On Saturday many American MMA fans will be introduced to Aoki, who will not be allowed to wear his signature pants. Die hard fans are well aware of Aoki’s significance in the sports, pointing to wins over JZ Cavalcante, Bellator Lightweight Champ Eddie Alverez, Sengoku Lightweight Champ Mizuto Hirota, and DREAM Lightweight Grand Prix Champ Joachim Hansen.


Perhaps if those wins were over Kenny Florian, Sean Sherk, Diego Sanchez, or even Joe Stevenson, Aoki would be a bigger name for the casual fan. Not participating in the UFC can be seen as not fighting the best fighters in the world, but not in the Lightweight division.


The 155 pound class, to me, is the only division (of the 5 UFC divisions) that if you did a competition pitting the UFC vs. The Field (Strikeforce, DREAM, WEC, Bellator, Sengoku, etc.) The Field would win. In many divisions, Light Heavyweight and Welterweight it wouldn’t even be close in favor of the UFC.


In a hypothetical 16 man Lightweight Tournament (something Dana White would never sign off on) the 8 best UFC Lightweights take on the 8 Best Non-UFC Lightweights. I will pick the teams right now off the top of my head.


UFC: B.J. Penn, Frankie Edgar, Kenny Florian, Gray Maynard, George Sotiropoulos, Diego Sanchez, Sean Sherk, Clay Guida. (For argument sake Diego stays at 155)


The Field: Shinya Aoki, Eddie Alverez, Joachim Hansen, Tatsuya Kawajiri, Josh Thomson, JZ Cavalcante, Gilbert Melendez, Benson Henderson


How great would that be? Who do you think wins? I still say Penn wins the tournament, but I like The Field to send more guys to the 2nd and the 3rd rounds.

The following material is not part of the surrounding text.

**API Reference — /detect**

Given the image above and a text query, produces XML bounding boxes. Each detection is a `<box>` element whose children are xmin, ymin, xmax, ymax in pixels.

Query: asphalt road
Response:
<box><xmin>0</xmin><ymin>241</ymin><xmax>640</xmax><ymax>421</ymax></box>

I guess my point is, the Lightweight division is a little bit different. Fighters like Aoki, who have not been in UFC, still get to face some of the toughest challenges that their division has to offer. That is why I am really looking forward to the Aoki vs. Melendez fight on CBS this Saturday.


And who knows, Aoki turns just 27 next month, he could fight in the UFC after all, but I don’t think he has to.


Strikeforce is putting on a potential “Card of the Year” with Saturday night’s event that boasts a ridiculous 3 title fights…


Light Heavyweight Championship: Gegard Mousasi vs. Muhammed “King Mo” Lawal

Middleweight Championship: Jake Shields vs. Dan Henderson

Lightweight Championship: Gilbert Melendez vs. Shinya Aoki


And did I mention that these fights are completely free? No pay-per-view here, just CBS this Saturday night. Enjoy the fights!